Cada vez que cruzamos la frontera junto a los claretianos polacos que trabajan sobre el terreno, sentimos que entramos en una realidad muy distinta a la que vivimos en gran parte de Europa. Una realidad donde la fragilidad y la esperanza conviven constantemente.
En este viaje nos ha impresionado especialmente encontrar grandes extensiones de campos sembrados. Ver tractores trabajando la tierra, junto a otros signos inevitables de la guerra, nos recordó la profecía de Isaías: “De las espadas forjarán podaderas”. Incluso en medio de la dificultad, la vida sigue abriéndose camino.
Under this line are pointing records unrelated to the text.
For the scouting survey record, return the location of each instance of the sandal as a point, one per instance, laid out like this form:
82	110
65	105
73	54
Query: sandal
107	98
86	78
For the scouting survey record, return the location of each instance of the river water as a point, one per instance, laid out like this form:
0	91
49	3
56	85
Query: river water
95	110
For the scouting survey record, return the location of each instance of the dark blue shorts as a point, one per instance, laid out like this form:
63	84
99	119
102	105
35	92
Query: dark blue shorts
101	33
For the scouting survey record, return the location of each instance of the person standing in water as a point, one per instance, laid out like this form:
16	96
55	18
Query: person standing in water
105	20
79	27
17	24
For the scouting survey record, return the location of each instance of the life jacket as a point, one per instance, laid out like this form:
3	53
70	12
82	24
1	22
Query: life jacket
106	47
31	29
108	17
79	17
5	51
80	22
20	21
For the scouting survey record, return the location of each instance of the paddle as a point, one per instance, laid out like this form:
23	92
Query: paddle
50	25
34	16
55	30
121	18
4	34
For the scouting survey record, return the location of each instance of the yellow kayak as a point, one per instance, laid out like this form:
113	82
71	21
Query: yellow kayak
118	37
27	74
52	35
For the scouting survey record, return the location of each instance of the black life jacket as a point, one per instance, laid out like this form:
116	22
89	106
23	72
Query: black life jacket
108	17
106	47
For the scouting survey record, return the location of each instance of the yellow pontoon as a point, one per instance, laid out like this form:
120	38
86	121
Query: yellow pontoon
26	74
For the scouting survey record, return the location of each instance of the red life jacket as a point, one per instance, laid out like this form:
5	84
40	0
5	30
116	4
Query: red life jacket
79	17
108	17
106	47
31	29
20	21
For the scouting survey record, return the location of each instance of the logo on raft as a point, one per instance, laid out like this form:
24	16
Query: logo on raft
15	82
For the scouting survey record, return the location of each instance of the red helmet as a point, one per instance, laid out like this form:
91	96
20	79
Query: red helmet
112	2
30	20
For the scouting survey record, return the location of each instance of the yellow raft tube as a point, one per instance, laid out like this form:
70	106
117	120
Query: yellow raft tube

Siguen existiendo muchas heridas: personas que han tenido que dejar sus hogares, familias separadas, recuerdos perdidos y un profundo desgaste emocional acumulado durante estos años. Pero también encontramos numerosos signos de esperanza y resiliencia. Personas que continúan adelante, comunidades que se sostienen mutuamente y gestos de acogida, solidaridad y gratuidad que permiten seguir creyendo en el futuro.
El proyecto continúa acompañando, cuidando y creando espacios seguros, físicos y emocionales, para las personas más vulnerables. Porque el tiempo pasa, pero muchas heridas necesitan escucha, presencia y apoyo constante para poder sanar.
Por eso seguimos trabajando en el programa de apadrinamiento de niños y personas mayores, para apoyar a familias afectadas por la guerra en localidades como Drohobych, Pidbuz, Dovhe y Boryslav, ayudando a cubrir necesidades básicas y ofreciendo oportunidades de futuro. Con aproximadamente 0,66 € al día, es posible formar parte de esta red de apoyo y esperanza.
La reconstrucción no solo será material. También será humana, emocional y comunitaria. Queda mucho por hacer, y todo ello es posible gracias a tantas personas que siguen creyendo en la paz, en la solidaridad y en la fuerza de la vida. No nos olvidemos de Ucrania.